RPT de eventuales del Parlamento andaluz

Y la pregunta del millón: ¿por qué a los funcionarios de las Administraciones Públicas de la Junta les han rebajado sus retribuciones desde 2012 y les eliminaron las ayudas de acción social –para cumplir con las cuentas de la Comunidad, decían-,  y a los empleados del Parlamento les han mantenido el “premio gordo” de la jubilación?

Otras dudas razonables: ¿ocurre igual con los funcionarios de la Cámara de Cuentas y Defensor del Pueblo? ¿También se han visto perjudicados los funcionarios de educación, sanidad y justicia?

¿Qué criterio racional han utilizado los políticos del PSOE andaluz para establecer la existencia de esas diferencias entre los empleados de unas instituciones y otras? Si tenemos en cuenta que varios de los funcionarios que desempeñan su labor en puestos del Parlamento proceden de la Administración General de la Junta de Andalucía, menos se entiende aún que puedan existir tales “diferencias”.

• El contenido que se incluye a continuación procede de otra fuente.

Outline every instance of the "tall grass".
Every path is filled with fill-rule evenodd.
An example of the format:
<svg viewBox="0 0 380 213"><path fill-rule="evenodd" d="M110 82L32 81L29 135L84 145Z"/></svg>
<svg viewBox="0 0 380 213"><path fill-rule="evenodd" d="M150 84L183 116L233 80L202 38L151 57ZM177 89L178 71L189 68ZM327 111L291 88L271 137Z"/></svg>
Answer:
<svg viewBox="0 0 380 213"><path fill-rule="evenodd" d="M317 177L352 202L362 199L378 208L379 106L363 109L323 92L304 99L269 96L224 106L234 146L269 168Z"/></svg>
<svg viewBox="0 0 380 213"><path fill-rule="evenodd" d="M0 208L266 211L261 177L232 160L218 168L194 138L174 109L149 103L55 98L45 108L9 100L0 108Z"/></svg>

Y nuestros políticos…¿algo que decir? Ciudadanos, ni sabe ni contesta ni le pía al PSOE, su socio en Andalucía. ¿Han presentado alguna iniciativa al respecto? Pero, ¿y el PP, Podemos e IU? ¿Podrían los Diputados del Parlamento explicar a todos los funcionarios de las Administraciones andaluzas y a los ciudadanos por qué existen esas diferencian de trato y cuál es el verdadero motivo de beneficiar con ese “premio gordo” a los funcionarios del Parlamento?

Coda: No estoy defendiendo el “café para todos”, sino que se exterioricen los motivos de ese trato tan diferente, porque es muy complejo entenderlo desde la óptica de la justicia, la razón y el sentido común.